Staying Present for Stress-Free Holidays

Here we are again. Thanksgiving is upon us, kicking off a holiday season full of joy and love, gratitude and giving.

Yet, along with cheer, the holiday season can also bring a cornucopia of physical, emotional and mental stressors. A good portion of holiday stress comes from either anticipating the future or dwelling on the past.

Maybe we have a perfect picture in our heads of how the holiday "should" be celebrated and we're worried that it will fall short.

Maybe the holidays stir up painful memories, especially if there are loved ones who are no longer be with us, or unresolved hurts that are dredged up during family visits.

And, sometimes, the sheer busyness of the holidays is enough to drive you crazy!

Whatever your holiday stressors, staying present helps you avoid being overwhelmed. It will help you enjoy your celebrations more fully and feel more connected with your family and friends.

To stay present off your mat, think about the things you have learned, or are learning, through your physical yoga practice:

1. Breathe

Breath has an amazing impact on your state of mind. Steady breath, steady mind. Anytime you begin to feel frazzled or overwhelmed, stop and breathe.

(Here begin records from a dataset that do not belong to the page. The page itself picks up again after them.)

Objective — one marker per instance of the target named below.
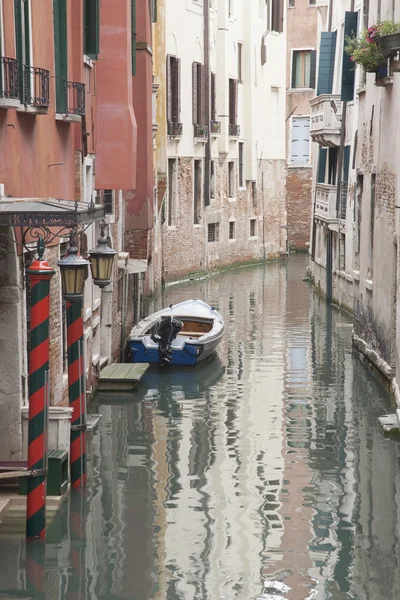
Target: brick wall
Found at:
(299, 203)
(185, 246)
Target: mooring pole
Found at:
(39, 274)
(76, 588)
(76, 393)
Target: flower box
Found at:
(388, 44)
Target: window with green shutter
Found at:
(91, 32)
(60, 52)
(326, 65)
(348, 71)
(22, 27)
(133, 32)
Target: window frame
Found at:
(303, 51)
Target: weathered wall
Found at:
(299, 203)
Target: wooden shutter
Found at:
(169, 90)
(202, 90)
(195, 82)
(321, 165)
(178, 89)
(313, 65)
(348, 71)
(294, 66)
(326, 66)
(213, 104)
(91, 24)
(133, 35)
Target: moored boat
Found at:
(182, 334)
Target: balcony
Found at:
(9, 82)
(174, 130)
(215, 128)
(201, 133)
(326, 120)
(36, 89)
(234, 130)
(325, 204)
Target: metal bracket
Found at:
(39, 473)
(78, 427)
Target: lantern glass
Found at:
(74, 272)
(101, 262)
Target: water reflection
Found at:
(260, 475)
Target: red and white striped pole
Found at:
(77, 393)
(40, 274)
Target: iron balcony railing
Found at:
(215, 127)
(234, 130)
(9, 77)
(174, 129)
(74, 98)
(200, 131)
(36, 87)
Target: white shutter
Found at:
(300, 146)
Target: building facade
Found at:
(302, 24)
(334, 121)
(225, 157)
(61, 121)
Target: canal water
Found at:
(261, 475)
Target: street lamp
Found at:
(101, 260)
(74, 272)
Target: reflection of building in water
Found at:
(224, 450)
(290, 560)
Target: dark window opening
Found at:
(213, 232)
(197, 192)
(173, 89)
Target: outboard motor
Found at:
(164, 334)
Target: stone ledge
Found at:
(373, 356)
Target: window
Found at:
(108, 201)
(254, 193)
(277, 15)
(240, 62)
(212, 179)
(133, 35)
(233, 101)
(22, 23)
(303, 69)
(198, 94)
(172, 184)
(91, 28)
(300, 143)
(231, 180)
(60, 51)
(241, 174)
(173, 89)
(213, 232)
(213, 114)
(197, 192)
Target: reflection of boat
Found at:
(183, 334)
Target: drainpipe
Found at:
(207, 158)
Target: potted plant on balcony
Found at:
(388, 40)
(364, 50)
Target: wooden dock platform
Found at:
(121, 377)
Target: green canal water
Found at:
(261, 475)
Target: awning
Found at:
(47, 212)
(136, 265)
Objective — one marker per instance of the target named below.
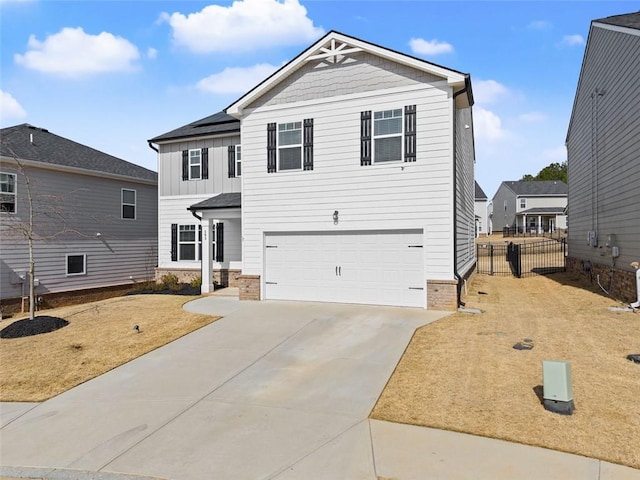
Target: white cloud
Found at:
(236, 79)
(10, 108)
(539, 25)
(244, 26)
(532, 117)
(72, 52)
(429, 47)
(487, 125)
(573, 40)
(488, 91)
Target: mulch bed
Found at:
(28, 327)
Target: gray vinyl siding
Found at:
(78, 207)
(603, 147)
(357, 73)
(465, 191)
(170, 181)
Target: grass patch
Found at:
(462, 373)
(99, 337)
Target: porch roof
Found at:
(543, 211)
(223, 200)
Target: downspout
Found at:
(459, 301)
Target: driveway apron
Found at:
(247, 397)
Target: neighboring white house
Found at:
(603, 147)
(529, 207)
(357, 181)
(95, 215)
(480, 208)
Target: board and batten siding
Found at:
(170, 181)
(174, 211)
(77, 208)
(392, 196)
(603, 145)
(465, 192)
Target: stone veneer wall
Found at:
(249, 287)
(620, 284)
(442, 294)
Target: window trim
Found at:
(375, 137)
(290, 146)
(14, 193)
(197, 243)
(238, 160)
(84, 264)
(191, 151)
(124, 204)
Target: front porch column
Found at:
(207, 257)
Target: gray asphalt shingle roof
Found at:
(480, 195)
(538, 187)
(629, 20)
(215, 124)
(223, 200)
(50, 148)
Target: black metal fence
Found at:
(522, 259)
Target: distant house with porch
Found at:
(530, 207)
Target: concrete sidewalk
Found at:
(274, 390)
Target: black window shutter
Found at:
(205, 163)
(271, 147)
(232, 161)
(365, 138)
(410, 133)
(185, 164)
(219, 242)
(174, 242)
(307, 145)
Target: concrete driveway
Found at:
(273, 390)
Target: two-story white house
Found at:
(357, 169)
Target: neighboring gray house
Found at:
(603, 146)
(200, 166)
(357, 168)
(95, 215)
(483, 226)
(531, 208)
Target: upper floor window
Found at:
(238, 160)
(128, 203)
(387, 136)
(290, 146)
(8, 192)
(195, 165)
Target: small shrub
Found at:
(196, 282)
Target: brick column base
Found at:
(249, 286)
(442, 295)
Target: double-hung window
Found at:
(195, 164)
(128, 204)
(290, 146)
(387, 136)
(8, 192)
(238, 160)
(189, 242)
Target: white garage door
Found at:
(373, 267)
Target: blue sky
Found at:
(112, 74)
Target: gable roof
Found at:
(537, 187)
(628, 20)
(216, 124)
(480, 195)
(334, 44)
(39, 145)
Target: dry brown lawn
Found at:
(99, 337)
(461, 373)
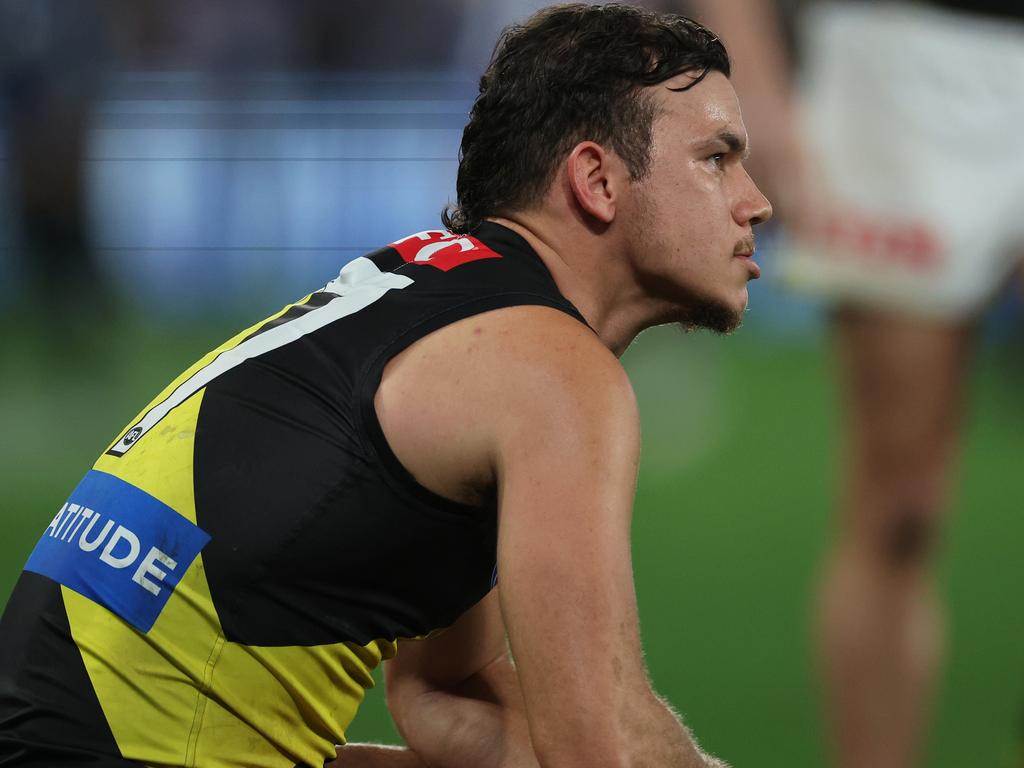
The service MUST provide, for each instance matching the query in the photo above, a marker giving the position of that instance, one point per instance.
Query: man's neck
(591, 273)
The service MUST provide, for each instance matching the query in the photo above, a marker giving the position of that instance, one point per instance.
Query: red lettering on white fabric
(859, 236)
(441, 249)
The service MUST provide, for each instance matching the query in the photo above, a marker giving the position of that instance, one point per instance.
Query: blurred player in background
(901, 192)
(366, 466)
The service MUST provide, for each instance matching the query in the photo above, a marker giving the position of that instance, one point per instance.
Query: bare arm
(546, 413)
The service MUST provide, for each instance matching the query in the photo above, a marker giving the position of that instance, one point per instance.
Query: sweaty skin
(528, 404)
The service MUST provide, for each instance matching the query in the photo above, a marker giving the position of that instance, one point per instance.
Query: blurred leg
(881, 638)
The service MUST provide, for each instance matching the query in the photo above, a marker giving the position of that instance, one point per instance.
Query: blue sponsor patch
(118, 546)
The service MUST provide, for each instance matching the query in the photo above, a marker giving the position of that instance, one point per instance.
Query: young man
(910, 231)
(441, 437)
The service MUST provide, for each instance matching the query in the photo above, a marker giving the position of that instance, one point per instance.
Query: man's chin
(715, 316)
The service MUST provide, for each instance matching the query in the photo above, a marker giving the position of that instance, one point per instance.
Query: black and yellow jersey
(218, 588)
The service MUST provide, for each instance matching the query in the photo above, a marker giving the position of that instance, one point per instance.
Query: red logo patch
(441, 249)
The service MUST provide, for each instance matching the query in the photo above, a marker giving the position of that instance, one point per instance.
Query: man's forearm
(660, 738)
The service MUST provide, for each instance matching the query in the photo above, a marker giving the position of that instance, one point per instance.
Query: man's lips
(744, 251)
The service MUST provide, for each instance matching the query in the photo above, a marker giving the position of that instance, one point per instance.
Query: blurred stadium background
(171, 172)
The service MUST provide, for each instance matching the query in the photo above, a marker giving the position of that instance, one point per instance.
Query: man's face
(695, 209)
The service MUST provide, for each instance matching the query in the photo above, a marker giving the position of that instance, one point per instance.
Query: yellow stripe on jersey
(183, 695)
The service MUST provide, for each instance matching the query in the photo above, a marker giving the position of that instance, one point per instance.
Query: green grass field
(733, 511)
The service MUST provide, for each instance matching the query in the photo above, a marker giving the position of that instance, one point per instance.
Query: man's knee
(907, 538)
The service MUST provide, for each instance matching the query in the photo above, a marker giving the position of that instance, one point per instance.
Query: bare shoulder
(454, 401)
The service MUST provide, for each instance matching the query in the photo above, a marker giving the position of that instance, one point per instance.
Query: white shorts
(915, 119)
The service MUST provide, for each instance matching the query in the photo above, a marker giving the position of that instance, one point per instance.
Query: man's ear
(595, 176)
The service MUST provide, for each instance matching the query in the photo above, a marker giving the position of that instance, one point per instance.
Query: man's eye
(718, 160)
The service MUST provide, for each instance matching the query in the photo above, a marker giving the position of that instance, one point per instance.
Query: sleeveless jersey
(218, 588)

Count slowly as the air fills your lungs, then try to exhale your breath to the same count as your inhale. Find a rhythmic breath that feels good to you and notice how it begins to both soften and steady your body.

2. Slow down and move mindfully

Rushing around can be invigorating, but it can also create distance from what's happening around you. If you rush through your holidays, they may end in a dissatisfying blur.

Slow down. Way down. Feel your feet as they meet the ground, feel the texture of objects under your hands, smell the holiday scents, and savor every bite you eat. Allow time to truly experience your life and also time to simply sit, processing what you've experienced.

3. Let go of your expectations

Forget the idea of what a holiday should be. That's easier said than done, but it does get easier with practice. It helps to structure your plans with plenty of time for anything that may change along the way.

Letting things happen organically can be difficult because it means giving up a certain amount of control. However, you may find that being more flexible makes you better prepared for whatever may come.

When making plans, ask yourself this question: Are you controlling the event or are your plans controlling you?

4. Recognize past hurts

The holidays can bring up painful emotions and that's okay. Feel whatever you are feeling. You can't release the pain if you are actively repressing it.

Give yourself some time to feel sad or angry. Try writing in a journal, listening to sad music, or hitting a pillow. Give yourself time to feel and process your emotions.

Look for lessons you can learn from your pain, forgiveness you may give (to yourself or others) or amends you may be able to make. Go easy on yourself. Be gentle while healing and don't be afraid to ask for help from others.

5. Connect

To really appreciate the holidays, do more than spend time with your family and friends. Look for ways to connect with them.

Make eye contact. Put down your phone. Ask questions and actively listen to the answers. Give meaningful hugs or handshakes. If conflicts arise, look for common ground. Give and accept compliments freely. Share memories and tell stories. Play a game or share an activity.

Your holiday celebrations don't have to look like a Norman Rockwell moment or a page from Martha Stewart Living. They can be whatever you want them to be. And, if you stay present, you will enjoy them all the more.